Mali Goldblatt. Arnold Goldenberg. Charlotte Goldenberg. Henriette Goldenberg. Janku Goldenberg. Devorah Finegold. Yossel Finegold. Yisreal Finegold. Marja Knoller. Ida Knotek. Rudolf Knotek.
Those are just a sampling of the 6 million names being read off one by one, hour by hour on the Diag yesterday and today. Each name has one thing in common with all the others – it is not just a name but a person who was a victim of the Holocaust.
Holocaust victims included a range of groups, including Jews, Russians, homosexuals, communists, socialists, Jehovah’s Witnesses, Gypsies and the handicapped. They were forced out of their homes and into Nazi-created ghettos and forced-labor camps, and many were eventually sent to extermination camps.
The 24-hour Memorial of Names, part of Hillel’s 24th Annual Conference on the Holocaust, started yesterday at noon and will continue until today’s noon memorial service. As part of the Memorial of Names, University students stood on the Diag at all hours yesterday, underneath a tent lit by candlelight, at times holding a flashlight above the books containing the victims’ names.
For many students who read the victim’s names, it was a chance to personalize the tragedy’s numbers.
“All the names are significant because they are all a part of someone’s family,” said LSA freshman and conference organizer Jillian Steinhauer, whose grandparents were victims of the Holocaust. “Looking at names has a different effect than just saying, ‘oh, it’s 6 million people.’ Names make it more personal.”
Though students will read off names in the Diag for 24 hours, they will only get through a sample of the victims who died in the Holocaust. About 700 names are read every hour, leaving more than 5,800,000 names unread.
“You could just keep going. It seems like it never ends,” said Business School junior Roman Ginsburg, an organizer for the event. “It just makes you realize the magnitude of the tragedy.”
Students who want to read names are invited to stop by the Memorial of Names tent anytime before noon today.
Organizations wanting to read the names signed up for a timeslot beforehand, including the College Democrats, Students Organizing for Labor and Economic Equality, Volunteers In Action and the Center for Russian and East European Studies.
Students Allied for Freedom and Equality also asked to be given an hour, but conference organizers asked them not to read names as an organization after the group sponsored a lecture by “Holocaust Industry” author Norman Finkelstein.
Finkelstein, who some believe thinks Holocaust commemorations are insincere, was on campus Tuesday to talk about the Israeli-Palestinian conflict.

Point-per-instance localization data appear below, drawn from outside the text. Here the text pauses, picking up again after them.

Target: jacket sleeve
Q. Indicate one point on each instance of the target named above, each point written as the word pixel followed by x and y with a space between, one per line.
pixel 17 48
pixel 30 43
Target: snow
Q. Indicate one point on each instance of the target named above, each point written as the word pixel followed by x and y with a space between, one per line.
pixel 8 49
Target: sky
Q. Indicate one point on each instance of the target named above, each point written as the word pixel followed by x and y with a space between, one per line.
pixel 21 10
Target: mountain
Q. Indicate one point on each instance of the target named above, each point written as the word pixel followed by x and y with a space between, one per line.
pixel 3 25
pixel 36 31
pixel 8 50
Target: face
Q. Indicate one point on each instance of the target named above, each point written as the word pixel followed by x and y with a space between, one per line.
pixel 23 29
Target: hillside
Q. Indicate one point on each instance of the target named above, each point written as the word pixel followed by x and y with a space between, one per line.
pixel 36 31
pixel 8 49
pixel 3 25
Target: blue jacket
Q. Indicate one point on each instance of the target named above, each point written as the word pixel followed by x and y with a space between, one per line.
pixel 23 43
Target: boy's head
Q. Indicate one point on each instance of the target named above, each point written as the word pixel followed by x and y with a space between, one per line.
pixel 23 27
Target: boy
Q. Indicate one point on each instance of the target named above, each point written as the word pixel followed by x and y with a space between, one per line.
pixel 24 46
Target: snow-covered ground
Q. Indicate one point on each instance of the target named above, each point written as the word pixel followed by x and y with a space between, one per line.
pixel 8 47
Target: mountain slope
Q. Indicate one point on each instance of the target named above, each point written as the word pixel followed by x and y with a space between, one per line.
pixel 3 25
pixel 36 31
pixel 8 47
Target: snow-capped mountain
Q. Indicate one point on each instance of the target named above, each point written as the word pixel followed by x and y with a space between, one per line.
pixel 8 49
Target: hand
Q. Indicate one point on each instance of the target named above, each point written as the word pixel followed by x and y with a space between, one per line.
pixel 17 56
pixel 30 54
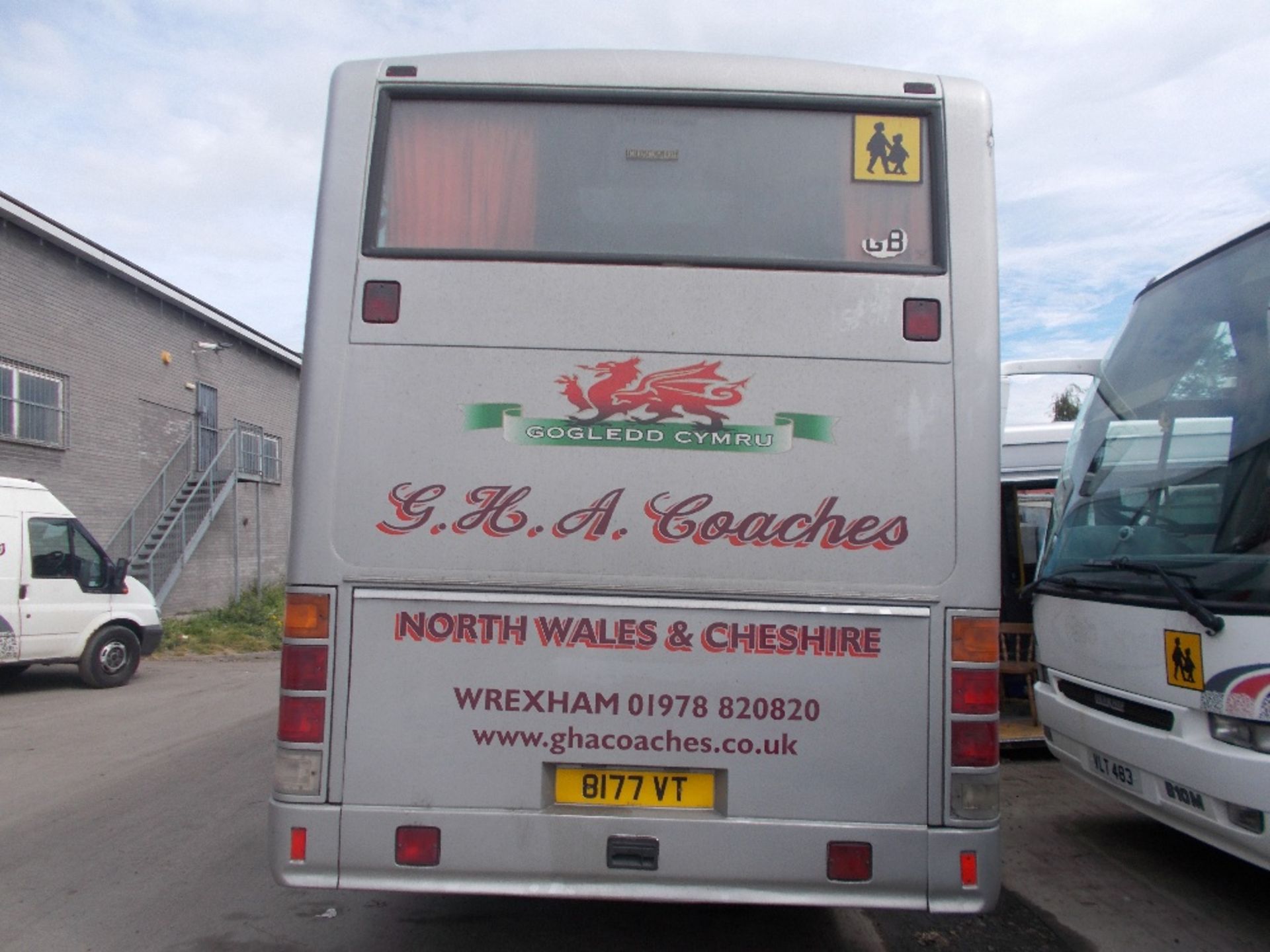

“The idea is to get everyone involved,” conference organizer and LSA senior Courtney Rangen said. “This is about respect and remembrance and while I am in no way indicating that any member of SAFE denies the Holocaust, the fact that they sponsored Norman Finkelstein, who has made offensive and hurtful remarks in relation to the Holocaust, indicates an indifference or tolerance of Finkelstein’s views on SAFE’s behalf.”
Although Rangen said she encourages individual members of SAFE to participate in the reading of names, SAFE member Fadi Kiblawi, an LSA senior, said the group was disappointed about the decision.
“SAFE wanted to read the names because we mourn all human catastrophies,” Kiblawi said, adding that SAFE does not believe Finkelstein’s views deny the Holocaust or are hurtful to those remembering the victims.
“We are very disappointed because we received an email sent throughout campus inviting student groups to participate in the reading of the names, and it is unfair for them to exclude us,” Kiblawi added.